David Lloyd George: Greatness

David Lloyd George was Former Prime Minister of the United Kingdom. Explore interesting quotes on greatness.
David Lloyd George: 344   quotes 2   likes

“The centuries rarely produce a genius. It is our bad luck that the great genius of our era was granted to the Turkish nation. We could not beat Mustafa Kemal.”

Lloyd George is portrayed as saying this, as George Nathaniel Curzon was making a complaint against Raymond Poincaré in the Turkish TV series, Kurtuluş (1994), but no prior citation of such a statement has yet been found.
Misattributed

“A fully equipped Duke costs as much to keep up as two Dreadnoughts, and Dukes are just as great a terror, and they last longer.”

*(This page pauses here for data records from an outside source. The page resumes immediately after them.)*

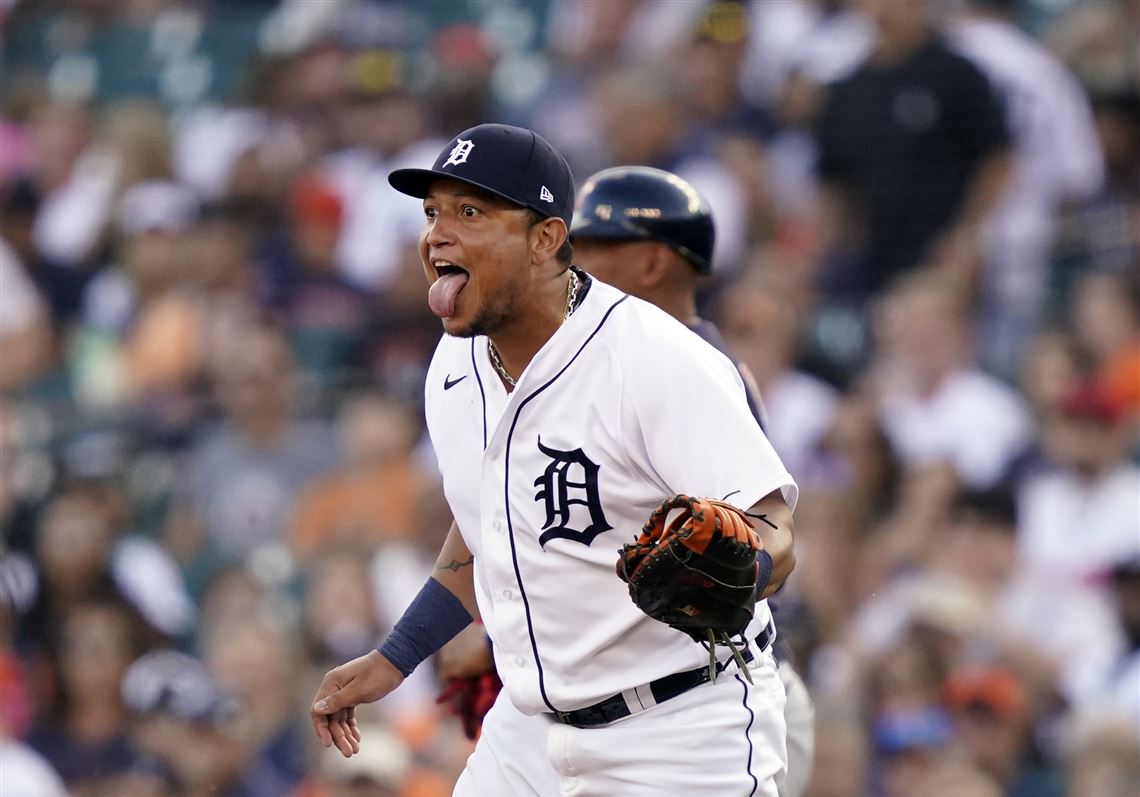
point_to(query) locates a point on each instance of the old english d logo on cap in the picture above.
(513, 163)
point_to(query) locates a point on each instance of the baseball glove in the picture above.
(470, 699)
(698, 574)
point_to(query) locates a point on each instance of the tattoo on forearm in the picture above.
(762, 517)
(455, 563)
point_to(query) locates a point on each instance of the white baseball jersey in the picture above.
(621, 408)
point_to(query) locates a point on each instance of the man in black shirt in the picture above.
(913, 152)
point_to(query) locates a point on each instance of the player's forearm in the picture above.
(455, 569)
(773, 522)
(444, 608)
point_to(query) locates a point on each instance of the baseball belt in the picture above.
(640, 698)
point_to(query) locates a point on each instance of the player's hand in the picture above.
(467, 656)
(364, 680)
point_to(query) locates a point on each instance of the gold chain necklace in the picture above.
(493, 352)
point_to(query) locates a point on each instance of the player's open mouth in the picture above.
(448, 283)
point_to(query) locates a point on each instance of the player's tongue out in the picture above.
(442, 292)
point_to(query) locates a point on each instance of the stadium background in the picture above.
(213, 336)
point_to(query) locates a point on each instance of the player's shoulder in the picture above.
(642, 334)
(452, 355)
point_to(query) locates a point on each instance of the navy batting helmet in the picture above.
(628, 203)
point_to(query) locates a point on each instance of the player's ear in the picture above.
(546, 238)
(657, 263)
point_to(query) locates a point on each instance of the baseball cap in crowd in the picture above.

On the peers of the House of Lords, in a speech in Newcastle (9 October 1909), quoted in printed in the Manchester Guardian http://books.google.com/books?id=pDzmAAAAMAAJ&pg=PA1049 (11 October 1909)
Chancellor of the Exchequer

“Never have I had such great minds around me—Smuts, Balfour, Bonar Law…and Curzon. Curzon was perhaps not a great man, but he was a supreme Civil Servant. Compared to these men, the front benches of today are pigmies.”

Quoted in Harold Nicolson's diary entry (6 July 1936), quoted in Nigel Nicolson (ed.), Harold Nicolson: Diaries and Letters. 1930-1939 (London: Collins, 1966), p. 268.
Later life

“He [Hitler] is a very great man. "Fuhrer" is the proper name for him, for he is a born leader, yes, and statesman.”

Quoted in A. J. Sylvester's diary entry (4 September 1936), Colin Cross (ed.), Life with Lloyd George. The Diary of A. J. Sylvester 1931-45 (London: Macmillan, 1975), p. 148
Later life

“Do these things for the sake of your country during the war. Do them for the sake of your country after the war. When the smoke of this great conflict has been dissolved in the atmosphere we breathe there will reappear a new Britain. It will be the old country still, but it will be a new country. Its commerce will be new, its trade will be new, its industries will be new. There will be new conditions of life and of toil, for capital and for labour alike, and there will be new relations between both of them and for ever. (Cheers.) But there will be new ideas, there will be a new outlook, there will be a new character in the land. The men and women of this country will be burnt into fine building material for the new Britain in the fiery kilns of the war. It will not merely be the millions of men who, please God! will come back from the battlefield to enjoy the victory which they have won by their bravery—a finer foundation I would not want for the new country, but it will not be merely that—the Britain that is to be will depend also upon what will be done now by the many more millions who remain at home. There are rare epochs in the history of the world when in a few raging years the character, the destiny, of the whole race is determined for unknown ages. This is one. The winter wheat is being sown. It is better, it is surer, it is more bountiful in its harvest than when it is sown in the soft spring time. There are many storms to pass through, there are many frosts to endure, before the land brings forth its green promise. But let us not be weary in well-doing, for in due season we shall reap if we faint not.”

Loud cheers.
Speech in his constituency of Carnavon Boroughs (3 February 1917), quoted in The Times (5 February 1917), p. 12
Prime Minister

“Free Trade is a great pacificator. We have had many quarrels, many causes of quarrels, during the last fifty years, but we have not had a single war with any first-class Power. Free Trade is slowly but surely cleaving a path through the dense and dark thicket of armaments to the sunny land of brotherhood amongst nations.”

Speech in Manchester (21 April 1908), quoted in Better Times: Speeches by the Right Hon. D. Lloyd George, M.P., Chancellor of the Exchequer (London: Hodder & Stoughton, 1910), p. 43.